O estudo “Situação Mundial da Infância 2023: para cada criança, vacinação” revela ainda que em quase metade dos 55 países estudados, mais de 80% dos inquiridos consideraram as vacinas como importantes para as crianças.
No entanto, o relatório alerta para a confluência de vários factores que sugerem que a ameaça de hesitação vacinal pode estar a crescer.
Estes factores incluem incerteza sobre a resposta à pandemia, acesso crescente a informação enganosa, declínio da confiança na perícia, e polarização política. “No auge da pandemia, os cientistas desenvolveram rapidamente vacinas que salvaram inúmeras vidas.
Mas apesar deste feito histórico, o medo e a desinformação sobre todos os tipos de vacinas circularam tão amplamente como o próprio vírus”, disse Catherine Russell, directora executiva do UNICEF.
Número de casos de sarampo superior A responsável enfatiza que estes dados são um sinal de alerta preocupante, pelo que não se pode permitir que a confiança na vacinação de rotina se torne noutra vítima da pandemia.
Caso contrário, a próxima vaga de mortes poderia ser de mais crianças com sarampo, difteria ou outras doenças preveníveis.
De forma alarmante, o declínio na confiança vem num período de maior recuo sustentado da imunização infantil em 30 anos, alimentado pela pandemia da Covid-19.
A pandemia interrompeu a vacinação infantil em quase todo o lado, especialmente devido às intensas exigências dos sistemas de saúde, ao desvio de recursos de imunização para a vacinação contra a Covid-19, à escassez de trabalhadores de saúde e às medidas de isolamento domiciliar.
O relatório de hoje[ontem] apresenta um total de 67 milhões de crianças não vacinadas, entre 2019 e 2021, com níveis de cobertura vacinal a diminuir em 112 países.

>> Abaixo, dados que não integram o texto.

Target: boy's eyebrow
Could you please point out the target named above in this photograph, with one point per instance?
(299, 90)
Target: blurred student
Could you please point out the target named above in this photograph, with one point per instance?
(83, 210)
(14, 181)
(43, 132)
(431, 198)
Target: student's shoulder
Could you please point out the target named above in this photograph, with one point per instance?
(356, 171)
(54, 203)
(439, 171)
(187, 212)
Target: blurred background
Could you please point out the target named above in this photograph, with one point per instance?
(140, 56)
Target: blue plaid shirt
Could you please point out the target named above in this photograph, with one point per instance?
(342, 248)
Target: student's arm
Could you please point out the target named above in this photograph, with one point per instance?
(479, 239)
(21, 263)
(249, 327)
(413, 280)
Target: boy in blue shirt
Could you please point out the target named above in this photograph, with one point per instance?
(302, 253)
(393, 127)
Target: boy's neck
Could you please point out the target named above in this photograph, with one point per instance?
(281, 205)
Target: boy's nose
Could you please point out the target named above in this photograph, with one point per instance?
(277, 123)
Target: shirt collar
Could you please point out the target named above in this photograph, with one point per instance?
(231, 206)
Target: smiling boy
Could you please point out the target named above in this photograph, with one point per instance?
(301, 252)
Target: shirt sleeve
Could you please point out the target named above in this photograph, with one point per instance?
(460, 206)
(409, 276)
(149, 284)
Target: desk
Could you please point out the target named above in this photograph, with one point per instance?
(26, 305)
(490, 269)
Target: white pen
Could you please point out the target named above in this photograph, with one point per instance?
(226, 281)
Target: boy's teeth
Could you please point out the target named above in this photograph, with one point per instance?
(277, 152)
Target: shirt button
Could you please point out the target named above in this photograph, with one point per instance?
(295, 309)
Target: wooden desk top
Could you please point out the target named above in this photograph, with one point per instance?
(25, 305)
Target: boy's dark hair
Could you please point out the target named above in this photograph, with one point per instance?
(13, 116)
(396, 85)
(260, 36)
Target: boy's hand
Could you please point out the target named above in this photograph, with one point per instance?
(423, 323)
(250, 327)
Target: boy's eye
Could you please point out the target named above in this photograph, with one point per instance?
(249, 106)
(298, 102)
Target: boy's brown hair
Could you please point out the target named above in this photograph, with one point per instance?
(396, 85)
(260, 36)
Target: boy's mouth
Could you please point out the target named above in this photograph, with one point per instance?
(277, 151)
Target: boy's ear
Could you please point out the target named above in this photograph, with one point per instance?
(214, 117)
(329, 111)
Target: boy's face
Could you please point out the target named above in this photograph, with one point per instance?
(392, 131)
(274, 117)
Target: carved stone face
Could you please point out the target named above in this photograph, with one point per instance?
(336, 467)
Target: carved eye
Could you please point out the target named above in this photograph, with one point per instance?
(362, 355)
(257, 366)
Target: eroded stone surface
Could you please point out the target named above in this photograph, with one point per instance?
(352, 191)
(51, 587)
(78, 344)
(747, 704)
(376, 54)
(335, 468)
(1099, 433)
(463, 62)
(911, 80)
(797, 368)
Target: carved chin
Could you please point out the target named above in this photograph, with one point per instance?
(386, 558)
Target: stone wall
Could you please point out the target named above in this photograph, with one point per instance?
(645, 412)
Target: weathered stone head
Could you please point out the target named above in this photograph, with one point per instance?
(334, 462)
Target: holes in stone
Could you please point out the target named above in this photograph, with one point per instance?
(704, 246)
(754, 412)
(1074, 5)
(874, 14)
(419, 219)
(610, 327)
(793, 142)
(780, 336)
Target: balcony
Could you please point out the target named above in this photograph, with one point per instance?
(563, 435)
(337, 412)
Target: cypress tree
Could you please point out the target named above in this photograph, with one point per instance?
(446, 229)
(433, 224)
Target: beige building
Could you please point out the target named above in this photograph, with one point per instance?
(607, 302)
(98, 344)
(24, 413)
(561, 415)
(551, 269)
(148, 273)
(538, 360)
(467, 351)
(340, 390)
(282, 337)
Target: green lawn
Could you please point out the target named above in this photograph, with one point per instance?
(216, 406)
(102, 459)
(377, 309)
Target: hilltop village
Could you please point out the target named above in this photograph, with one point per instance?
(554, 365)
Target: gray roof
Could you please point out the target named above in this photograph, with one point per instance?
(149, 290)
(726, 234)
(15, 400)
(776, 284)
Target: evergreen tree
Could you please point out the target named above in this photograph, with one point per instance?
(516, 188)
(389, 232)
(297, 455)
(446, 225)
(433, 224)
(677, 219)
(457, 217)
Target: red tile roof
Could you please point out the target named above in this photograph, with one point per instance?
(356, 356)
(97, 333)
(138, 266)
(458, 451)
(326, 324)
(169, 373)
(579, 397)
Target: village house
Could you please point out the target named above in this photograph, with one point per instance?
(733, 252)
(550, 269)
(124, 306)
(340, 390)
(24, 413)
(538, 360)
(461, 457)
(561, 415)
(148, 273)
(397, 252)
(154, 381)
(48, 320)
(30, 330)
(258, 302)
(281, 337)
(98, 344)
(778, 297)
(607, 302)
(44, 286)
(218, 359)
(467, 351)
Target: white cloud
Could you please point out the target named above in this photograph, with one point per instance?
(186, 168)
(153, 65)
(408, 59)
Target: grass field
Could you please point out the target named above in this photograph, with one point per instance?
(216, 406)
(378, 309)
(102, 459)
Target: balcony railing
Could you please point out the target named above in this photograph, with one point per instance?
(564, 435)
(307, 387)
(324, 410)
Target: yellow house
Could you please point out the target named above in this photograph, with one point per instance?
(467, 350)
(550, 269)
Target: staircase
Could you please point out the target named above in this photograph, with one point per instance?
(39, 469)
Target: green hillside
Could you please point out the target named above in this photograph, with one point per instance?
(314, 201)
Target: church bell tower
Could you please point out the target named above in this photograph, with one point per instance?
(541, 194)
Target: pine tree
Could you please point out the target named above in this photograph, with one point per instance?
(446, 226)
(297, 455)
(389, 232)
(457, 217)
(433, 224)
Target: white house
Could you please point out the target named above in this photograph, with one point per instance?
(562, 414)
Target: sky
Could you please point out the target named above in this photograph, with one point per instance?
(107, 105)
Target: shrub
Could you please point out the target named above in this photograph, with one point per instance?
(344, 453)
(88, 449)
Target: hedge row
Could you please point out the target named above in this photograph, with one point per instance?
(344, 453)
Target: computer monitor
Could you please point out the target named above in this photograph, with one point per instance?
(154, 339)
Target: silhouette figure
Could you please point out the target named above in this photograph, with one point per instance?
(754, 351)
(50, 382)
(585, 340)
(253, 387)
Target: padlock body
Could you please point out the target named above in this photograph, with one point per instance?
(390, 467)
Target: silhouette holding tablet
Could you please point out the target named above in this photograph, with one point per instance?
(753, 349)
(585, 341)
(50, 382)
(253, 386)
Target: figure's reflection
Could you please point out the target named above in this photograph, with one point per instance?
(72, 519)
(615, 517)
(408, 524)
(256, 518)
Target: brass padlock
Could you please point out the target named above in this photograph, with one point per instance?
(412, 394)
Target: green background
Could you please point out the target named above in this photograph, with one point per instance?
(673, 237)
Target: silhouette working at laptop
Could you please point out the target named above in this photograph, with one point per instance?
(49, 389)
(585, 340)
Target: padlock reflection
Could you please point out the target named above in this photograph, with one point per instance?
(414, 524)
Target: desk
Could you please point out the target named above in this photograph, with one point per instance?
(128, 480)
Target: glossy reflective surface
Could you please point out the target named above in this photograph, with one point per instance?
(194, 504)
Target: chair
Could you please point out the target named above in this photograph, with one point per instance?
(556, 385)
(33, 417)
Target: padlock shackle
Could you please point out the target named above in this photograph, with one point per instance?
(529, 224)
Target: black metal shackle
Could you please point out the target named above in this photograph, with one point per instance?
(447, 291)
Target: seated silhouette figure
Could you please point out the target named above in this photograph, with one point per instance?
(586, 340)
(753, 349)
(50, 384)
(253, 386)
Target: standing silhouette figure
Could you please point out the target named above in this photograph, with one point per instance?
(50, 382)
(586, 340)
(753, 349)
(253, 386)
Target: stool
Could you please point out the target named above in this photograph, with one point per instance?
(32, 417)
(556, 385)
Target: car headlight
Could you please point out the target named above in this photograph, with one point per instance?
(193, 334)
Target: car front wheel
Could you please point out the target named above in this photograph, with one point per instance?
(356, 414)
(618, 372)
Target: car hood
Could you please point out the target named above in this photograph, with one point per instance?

As crianças nascidas pouco antes ou durante a pandemia estão agora a ultrapassar a idade em que normalmente seriam vacinadas, sublinhando a necessidade de uma acção urgente para recuperar o atraso daqueles que não foram vacinados e evitar surtos de doenças mortais.
“Em 2022, por exemplo, o número de casos de sarampo era superior ao dobro do total no ano anterior.
O número de crianças paralisadas pela poliomielite aumentou 16 por cento em 2022, numa base anual.
Ao se comparar o período de 2019 a 2021 com o período de três anos anterior, houve um aumento de oito vezes no número de crianças paralisadas pela poliomielite, salientando a necessidade de assegurar que os esforços de vacinação sejam sustentados”, lê-se no relatório.
Para enfrentar esta crise de sobrevivência infantil, o UNICEF apela aos governos para que redobrem o seu empenho em aumentar o financiamento para a imunização e trabalhem com os diferentes actores, para desbloquear os recursos disponíveis, incluindo os fundos remanescentes da Covid-19, de modo a implementar e acelerar, urgentemente, os esforços de vacinação.
Das 67 milhões de crianças que falharam à vacinação de rotina entre 2019 e 2021, 48 milhões não receberam uma única vacina de rotina, também conhecida como “dose zero”.
“As vacinas salvaram milhões de vidas e protegeram as comunidades de surtos de doenças mortais”, disse Catherine Russell. “Sabemos demasiado bem que as doenças não respeitam fronteiras.
As vacinas de rotina e sistemas de saúde fortes são a nossa melhor hipótese de prevenir futuras pandemias, mortes e sofrimento desnecessários.
Com os recursos ainda disponíveis da campanha de vacinação contra a Covid-19, chegou o momento de redireccionar esses fundos para reforçar os serviços de vacinação e investir em sistemas sustentáveis para cada criança”, finalizou.